Kiribati (/ˈkɪrɨbæs/ kirr-i-bas or ˌkɪrəˈbɑdi; Gilbertese: [ˈkiɾibas]), officially the Republic of Kiribati, is an island nation located in the central tropical Pacific Ocean. The permanent population exceeds just over 100,000 (2011), and is composed of 32 atolls and one raised coral island, dispersed over 3.5 million square kilometres, (1,351,000 square miles) straddling the equator, and bordering the International Date Line at its easternmost point.

The name Kiribati is the local pronunciation of "Gilberts", derived from the main island chain, the Gilbert Islands. The capital of South Tarawa consists of a number of islets connected through a series of causeways, located in the Tarawa archipelago.
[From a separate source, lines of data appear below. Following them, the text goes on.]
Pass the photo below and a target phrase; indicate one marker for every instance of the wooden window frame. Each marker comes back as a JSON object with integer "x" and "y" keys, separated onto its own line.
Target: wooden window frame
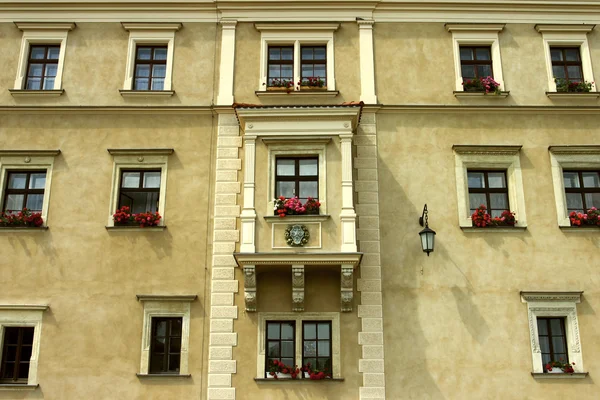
{"x": 151, "y": 62}
{"x": 15, "y": 379}
{"x": 167, "y": 354}
{"x": 26, "y": 192}
{"x": 581, "y": 189}
{"x": 45, "y": 61}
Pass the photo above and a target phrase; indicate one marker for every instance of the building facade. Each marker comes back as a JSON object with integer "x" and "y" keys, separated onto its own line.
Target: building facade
{"x": 224, "y": 199}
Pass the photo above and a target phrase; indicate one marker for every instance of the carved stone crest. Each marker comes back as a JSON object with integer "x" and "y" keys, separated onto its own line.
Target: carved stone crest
{"x": 297, "y": 235}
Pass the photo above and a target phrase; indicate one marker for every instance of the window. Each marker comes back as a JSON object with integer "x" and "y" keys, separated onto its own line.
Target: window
{"x": 489, "y": 175}
{"x": 296, "y": 339}
{"x": 24, "y": 189}
{"x": 297, "y": 177}
{"x": 582, "y": 190}
{"x": 488, "y": 188}
{"x": 316, "y": 344}
{"x": 150, "y": 57}
{"x": 165, "y": 349}
{"x": 476, "y": 50}
{"x": 553, "y": 328}
{"x": 16, "y": 354}
{"x": 140, "y": 190}
{"x": 165, "y": 334}
{"x": 150, "y": 67}
{"x": 567, "y": 53}
{"x": 297, "y": 52}
{"x": 139, "y": 181}
{"x": 42, "y": 57}
{"x": 475, "y": 62}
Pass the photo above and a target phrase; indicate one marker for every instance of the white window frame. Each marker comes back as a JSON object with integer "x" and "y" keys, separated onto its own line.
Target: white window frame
{"x": 489, "y": 157}
{"x": 295, "y": 148}
{"x": 554, "y": 304}
{"x": 23, "y": 160}
{"x": 156, "y": 306}
{"x": 21, "y": 315}
{"x": 149, "y": 33}
{"x": 297, "y": 35}
{"x": 332, "y": 317}
{"x": 567, "y": 35}
{"x": 476, "y": 35}
{"x": 47, "y": 33}
{"x": 138, "y": 159}
{"x": 569, "y": 157}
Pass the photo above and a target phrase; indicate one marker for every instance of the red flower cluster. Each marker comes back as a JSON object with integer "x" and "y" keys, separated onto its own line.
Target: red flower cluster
{"x": 293, "y": 206}
{"x": 592, "y": 217}
{"x": 123, "y": 217}
{"x": 23, "y": 218}
{"x": 481, "y": 218}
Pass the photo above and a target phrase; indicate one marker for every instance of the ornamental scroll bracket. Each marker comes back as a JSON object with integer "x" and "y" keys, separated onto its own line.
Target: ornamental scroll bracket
{"x": 347, "y": 287}
{"x": 297, "y": 287}
{"x": 250, "y": 287}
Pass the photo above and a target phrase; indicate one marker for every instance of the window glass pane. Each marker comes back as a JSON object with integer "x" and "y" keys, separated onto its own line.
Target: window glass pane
{"x": 571, "y": 179}
{"x": 496, "y": 180}
{"x": 273, "y": 331}
{"x": 34, "y": 202}
{"x": 38, "y": 52}
{"x": 131, "y": 180}
{"x": 466, "y": 53}
{"x": 17, "y": 181}
{"x": 308, "y": 167}
{"x": 151, "y": 179}
{"x": 323, "y": 348}
{"x": 590, "y": 179}
{"x": 53, "y": 53}
{"x": 286, "y": 167}
{"x": 310, "y": 331}
{"x": 287, "y": 330}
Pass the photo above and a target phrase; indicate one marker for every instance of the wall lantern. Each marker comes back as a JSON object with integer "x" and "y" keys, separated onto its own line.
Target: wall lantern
{"x": 427, "y": 235}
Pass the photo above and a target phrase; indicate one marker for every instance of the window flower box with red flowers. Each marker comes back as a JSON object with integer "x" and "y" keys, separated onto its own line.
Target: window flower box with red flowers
{"x": 293, "y": 206}
{"x": 23, "y": 219}
{"x": 583, "y": 220}
{"x": 481, "y": 218}
{"x": 123, "y": 217}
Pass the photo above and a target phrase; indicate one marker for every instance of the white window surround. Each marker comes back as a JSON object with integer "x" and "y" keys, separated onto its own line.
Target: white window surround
{"x": 567, "y": 35}
{"x": 480, "y": 35}
{"x": 296, "y": 35}
{"x": 42, "y": 33}
{"x": 141, "y": 33}
{"x": 22, "y": 315}
{"x": 297, "y": 147}
{"x": 166, "y": 306}
{"x": 569, "y": 157}
{"x": 489, "y": 157}
{"x": 138, "y": 159}
{"x": 554, "y": 304}
{"x": 23, "y": 160}
{"x": 298, "y": 318}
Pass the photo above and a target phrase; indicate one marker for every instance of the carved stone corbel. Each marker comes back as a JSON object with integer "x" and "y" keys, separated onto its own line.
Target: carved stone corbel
{"x": 347, "y": 286}
{"x": 250, "y": 287}
{"x": 298, "y": 287}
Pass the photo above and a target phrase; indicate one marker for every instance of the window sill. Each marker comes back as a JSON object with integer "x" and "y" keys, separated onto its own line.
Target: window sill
{"x": 297, "y": 218}
{"x": 494, "y": 229}
{"x": 16, "y": 386}
{"x": 36, "y": 93}
{"x": 164, "y": 375}
{"x": 309, "y": 92}
{"x": 575, "y": 375}
{"x": 146, "y": 93}
{"x": 572, "y": 95}
{"x": 136, "y": 228}
{"x": 481, "y": 94}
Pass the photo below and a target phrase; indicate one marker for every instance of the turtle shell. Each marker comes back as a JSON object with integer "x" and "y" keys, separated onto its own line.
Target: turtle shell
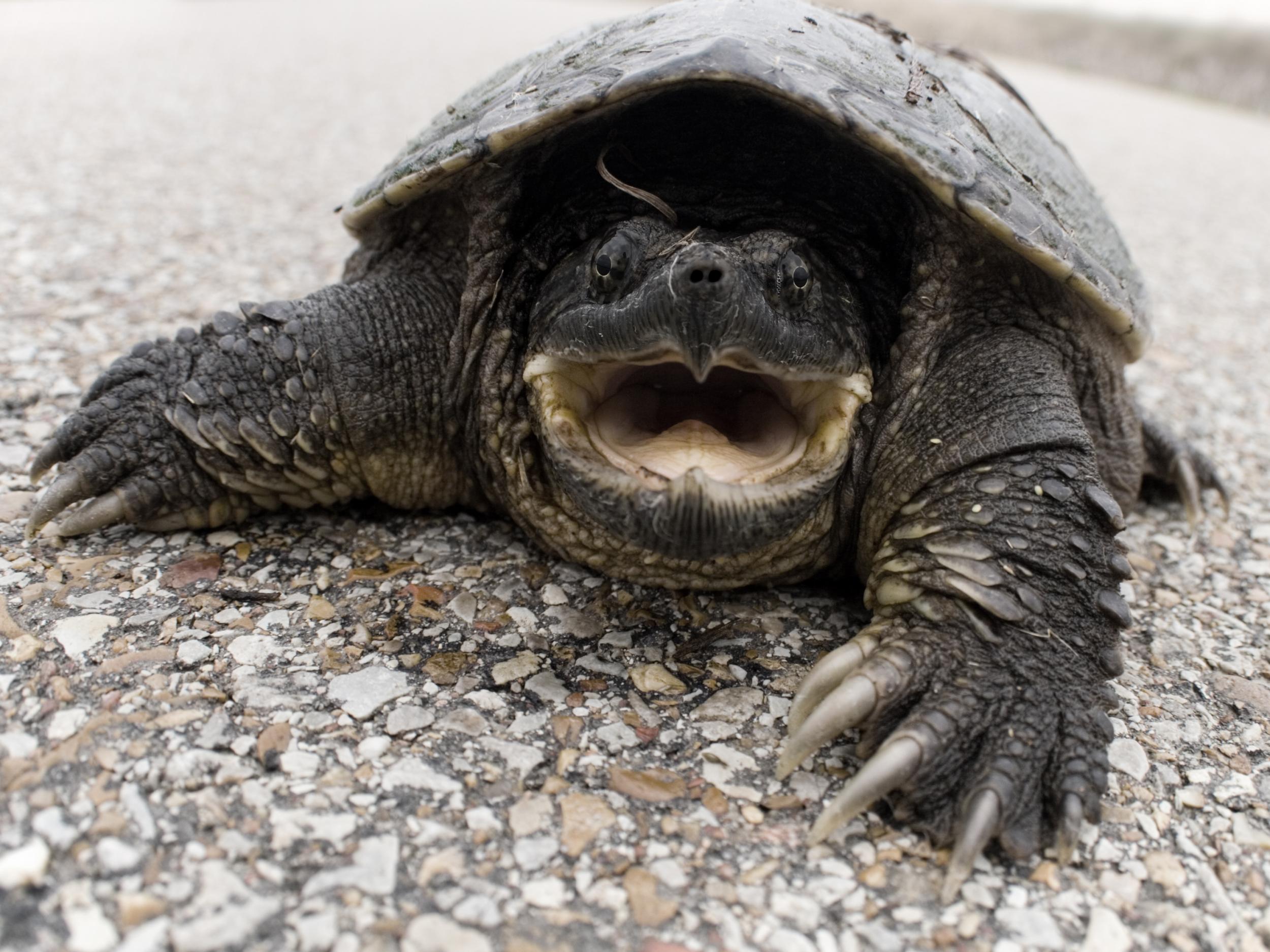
{"x": 946, "y": 118}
Kiribati became independent from the United Kingdom in 1979. It is a member of the Commonwealth of Nations, the IMF and the World Bank, and became a full member of the United Nations in 1999.

History

Early history

The area now called Kiribati has been inhabited by Micronesians speaking the same Oceanic language since sometime between 3000 BC and AD 1300. The area was not isolated; invaders from Tonga, Samoa, and Fiji later introduced Polynesian and Melanesian cultural aspects, respectively. Intermarriage tended to blur cultural differences and resulted in a significant degree of cultural homogenisation.

Colonial era

The islands were first sighted by British and American ships in the late 18th and early 19th centuries. The main island chain was named the Gilbert Islands in 1820 by a Russian admiral, Adam von Krusenstern, and French captain Louis Duperrey, after a British captain named Thomas Gilbert, who crossed the archipelago in 1788 when sailing from Australia to China.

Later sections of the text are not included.